Dopo la profonda crisi legata alla pandemia del 2020 e 2021, il settore alberghiero sta finalmente vedendo consistenti segni di ripresa. Nonostante le continue sfide legate al caro energia, all’incertezza macro-economica e alla pressione della digitalizzazione, gli albergatori europei si dicono cautamente ottimisti.
Queste e molte altre informazioni sono il frutto dell’European Accommodation Barometer, ricerca che Booking.com ha commissionato per realizzare un’analisi di mercato sulla situazione dell’ospitalità europea nel 2022, toccando punti chiave come: situazione economica, contesto operativo, sviluppo del business, investimenti, digitalizzazione e sostenibilità. Lo studio è stato realizzato tra il 15 agosto e il 21 ottobre attraverso interviste telefoniche che hanno contattato 1.000 manager e proprietari alberghieri. Il campione comprende 80 intervistati per paese in Austria, Francia, Germania, Grecia, Italia Paesi Bassi e Scandinavi (Svezia, Danimarca, Norvegia e Finlandia), Portogallo, Spagna e Svizzera. A questi se ne aggiungono 200 nel resto d’Europa (Polonia, Romania, Belgio, Repubblica Ceca, Bulgaria, Slovenia, Slovacchia, Irlanda e Croazia).

Gli albergatori italiani sono positivi sia sui risultati che sulle aspettative future

“Gli ottimi risultati ottenuti nelle stagioni estive degli ultimi due anni, hanno motivato risposte positive da parte degli albergatori italiani, che si dicono cauti ma ottimisti sui tempi a venire” spiega Ben Schroeter, Direttore Pubbliche Relazioni di Booking.com. Gli albergatori europei individuano la sfida più grande del momento nei costi dell’energia, (80%) seguiti dalla situazione economica attuale (48%), dai costi dello staff (42%) e dalla difficoltà nella gestione delle assunzioni (43%). Una voce, quest’ultima, che è la terza per importanza sul mercato italiano.
Gli alberghi parte dei maggiori brand perfomano meglio dei colleghi indipendenti, sia per quanto riguarda l’occupazione che rispetto al pricing delle camere. Tutti gli hotel hanno ottenuto buoni risultati negli ultimi 6 mesi, tuttavia è il 77% la percentuale degli hotel di catena che ha dichiarato risultati positivi, contro il 68% degli hotel indipendenti.
Quanto detto sul successo delle catene, si riflette anche nei risultati di hotel con 250+ letti che si dichiarano più propensi rispetto alle piccole imprese a valutare il loro sviluppo generale molto positivo (78%), la tariffa della camera adeguata (60%) e il tasso di occupazione soddisfacente (64%).

Gli investimenti di capitale stanno tornando, ma con cautela

Il tracollo del settore registrato nel 2020 ha certamente influenzato le risposte degli albergatori sui futuri investimenti.
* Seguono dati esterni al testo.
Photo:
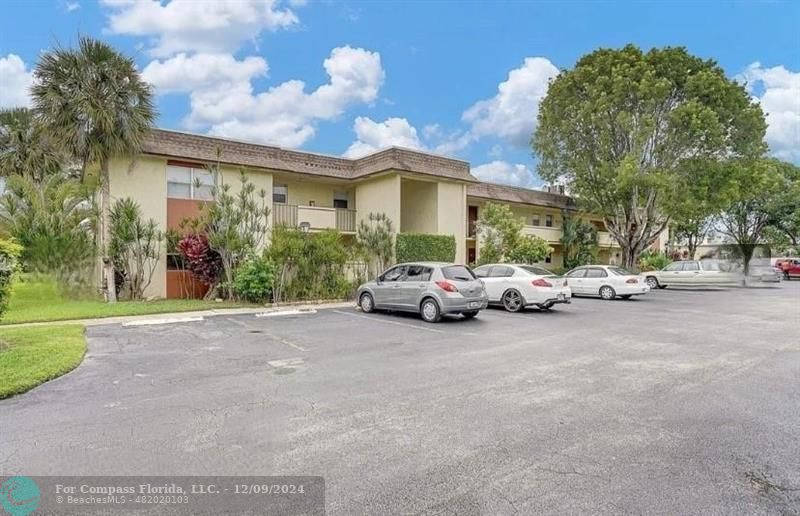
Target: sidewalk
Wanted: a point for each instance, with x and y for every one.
(184, 315)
La previsione economica, su tutto il territorio europeo, è cauta con un modesto 38% degli intervistati che prevedono sviluppi positivi nei prossimi 6 mesi. Nonostante un risultato positivo dichiarato dagli albergatori italiani, questi risultano tiepidi quando si parla di investimenti a breve termine. Solo il 18% infatti si ritiene pronti ad effettuare passi di questo genere.  

Digitalizzazione: non più un ostacolo

Prepararsi alla trasformazione digitale; questo uno dei temi che pressa maggiormente gli albergatori europei. La maggioranza di essi tuttavia (59%) ha dichiarato che la loro preparazione sul tema è buona o molto buona e solo il 12% non si dichiara soddisfatto degli sforzi fatti sul tema. Anche in questo caso sono le catene rispetto agli hotel indipendente a dichiararsi più pronti alla digitalizzazione.  Il 67% degli intervistati dichiarano la loro preparazione sul tema buona o molto buona, la percentuale scende al 57% quando a rispondere sono gli albergatori indipendenti.

Sostenibilità: c’è ancora molto da fare

Quando si affronta il tema dell’ambiente e la sostenibilità, gli albergatori europei non sembrano così pronti. Solo 2 su 5 di loro si considerano preparati ad adeguarsi al tema. Il 45% degli hotel con una forza lavoro di 250 persone e più considerano la loro competenza sul tema buona o molto buona, la percentuale scende al 35% intervistando albergatori con meno di 9 dipendenti. Analizzando le risposte su base geografica, appare chiaro come gli hotel di città siano più allineati all’adeguamento rispetto a quelli localizzati in zone rurali.